赵澈听她这么问就知道她的心思,心里有些感动,他的傲慢的、谁都不放在眼里的小姑娘,也会想为送人礼物而烦恼了。赵澈当然知道这是为了谁,可是……
“我也不知道。”
央央伸指弹了一下他的额头,在他委屈的眼神里笑骂,“连这个都不知道,不孝子。”
赵澈伸手把她捞到怀里,低低地说:“母后沒有很喜欢什么东西,不管是当王妃的时候,还是做皇后的时候,每年过她的生日,都是我们送什么她就收什么,父皇曾经几次问她想要什么,她都只是摇头。”赵澈顿了顿,“所以,她应该沒喜欢的东西吧。”
可是,鬼医墨菲呢,如果母后在嫁给父皇之前真的爱过另一个男人,或许,她所有的喜欢都随着爱情笑消失而消失了吧,所以,父皇对她再好,她都无动于衷。他幼时父皇对母后是极好的,而母后却总是淡淡的,后來父皇对母后的态度忽然冷了下來。他原以为是母后性格冷漠,父皇耐心终于用尽,现在再想想,或许是父皇发现了什么吧。
可父皇这一生,不管怎么宠别的女人,母后的地位都沒有动摇过,太子是父皇登基后就封的,哪怕后來二皇子声势再大,满朝上下都求父皇改立太子,父皇都沒有同意过,还有自己的这个熙王爷,当年他封王不过十六岁,什么功绩都沒有,就这么封下來了。

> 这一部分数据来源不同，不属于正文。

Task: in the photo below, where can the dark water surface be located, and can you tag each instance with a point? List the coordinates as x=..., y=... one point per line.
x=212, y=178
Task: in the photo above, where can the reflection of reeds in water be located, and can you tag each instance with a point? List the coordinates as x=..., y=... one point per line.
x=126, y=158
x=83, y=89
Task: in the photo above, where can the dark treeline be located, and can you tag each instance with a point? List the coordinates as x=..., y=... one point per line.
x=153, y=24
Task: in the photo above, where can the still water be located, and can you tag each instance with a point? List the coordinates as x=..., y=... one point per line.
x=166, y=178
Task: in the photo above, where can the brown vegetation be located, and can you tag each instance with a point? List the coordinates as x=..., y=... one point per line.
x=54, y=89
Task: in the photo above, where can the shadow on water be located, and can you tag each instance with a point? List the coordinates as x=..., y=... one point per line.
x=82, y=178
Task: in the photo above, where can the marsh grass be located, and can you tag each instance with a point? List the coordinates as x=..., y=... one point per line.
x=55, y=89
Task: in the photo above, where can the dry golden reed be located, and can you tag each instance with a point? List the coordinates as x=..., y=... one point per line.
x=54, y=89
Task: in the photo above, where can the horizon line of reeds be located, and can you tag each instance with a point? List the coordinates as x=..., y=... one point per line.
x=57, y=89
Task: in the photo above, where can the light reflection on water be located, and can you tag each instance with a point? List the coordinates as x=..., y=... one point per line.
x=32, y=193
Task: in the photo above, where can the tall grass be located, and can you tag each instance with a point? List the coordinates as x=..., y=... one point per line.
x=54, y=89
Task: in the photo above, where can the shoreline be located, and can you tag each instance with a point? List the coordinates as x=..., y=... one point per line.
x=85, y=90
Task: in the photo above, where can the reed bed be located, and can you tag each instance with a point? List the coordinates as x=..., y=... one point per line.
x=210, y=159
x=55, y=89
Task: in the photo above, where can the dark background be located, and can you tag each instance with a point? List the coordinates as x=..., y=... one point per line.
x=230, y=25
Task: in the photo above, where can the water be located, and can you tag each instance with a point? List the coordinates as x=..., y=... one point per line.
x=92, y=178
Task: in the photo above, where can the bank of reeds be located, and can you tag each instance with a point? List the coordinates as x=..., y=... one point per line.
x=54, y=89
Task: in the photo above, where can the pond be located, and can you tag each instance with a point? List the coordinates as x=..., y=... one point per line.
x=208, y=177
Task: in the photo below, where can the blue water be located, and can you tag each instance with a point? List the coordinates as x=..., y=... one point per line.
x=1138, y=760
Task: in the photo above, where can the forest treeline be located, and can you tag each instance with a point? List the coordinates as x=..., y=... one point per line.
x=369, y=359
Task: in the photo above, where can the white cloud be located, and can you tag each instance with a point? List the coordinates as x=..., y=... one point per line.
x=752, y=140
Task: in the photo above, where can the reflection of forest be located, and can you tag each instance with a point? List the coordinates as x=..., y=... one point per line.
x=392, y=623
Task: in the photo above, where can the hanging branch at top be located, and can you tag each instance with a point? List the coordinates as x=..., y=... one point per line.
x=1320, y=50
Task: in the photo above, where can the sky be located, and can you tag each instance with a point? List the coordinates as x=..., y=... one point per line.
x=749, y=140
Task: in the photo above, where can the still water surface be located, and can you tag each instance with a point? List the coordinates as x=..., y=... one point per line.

还有昭和,父皇最宠爱的孩子其实是昭和,昭和手里的那道圣旨,就是现在的赵曦也不敢看了都忌惮。
真心说起來,父皇沒有任何亏欠他们母子的地方。
“怎么会沒有喜欢的东西呢,母后身边最常用的东西是什么,宫里摆放最多的东西是什么?”
赵澈想了想,倒是想起太后有一把很旧了的扇子,估计也和萧家有关,最后还是沒说:“好了,我让人准备着,我们明天起來一起合作一幅画送母后,礼轻情意重嘛。”
央央有些失望,“这样母后会喜欢吗?”好不容易有个拉近关系的机会,难道就这么白白地让它跑了?
“若是我有个孩子就好了,母后一定想要个孙儿吧。”皇上和赵澈都沒有子嗣,昭和公主常年不知去向,太后膝下寂寞,肯定想要个孙儿。
赵澈眼睛深了深,忽然低头去吻她,“孩子的事又急不來,我们一起努力……”
夜,渐深了。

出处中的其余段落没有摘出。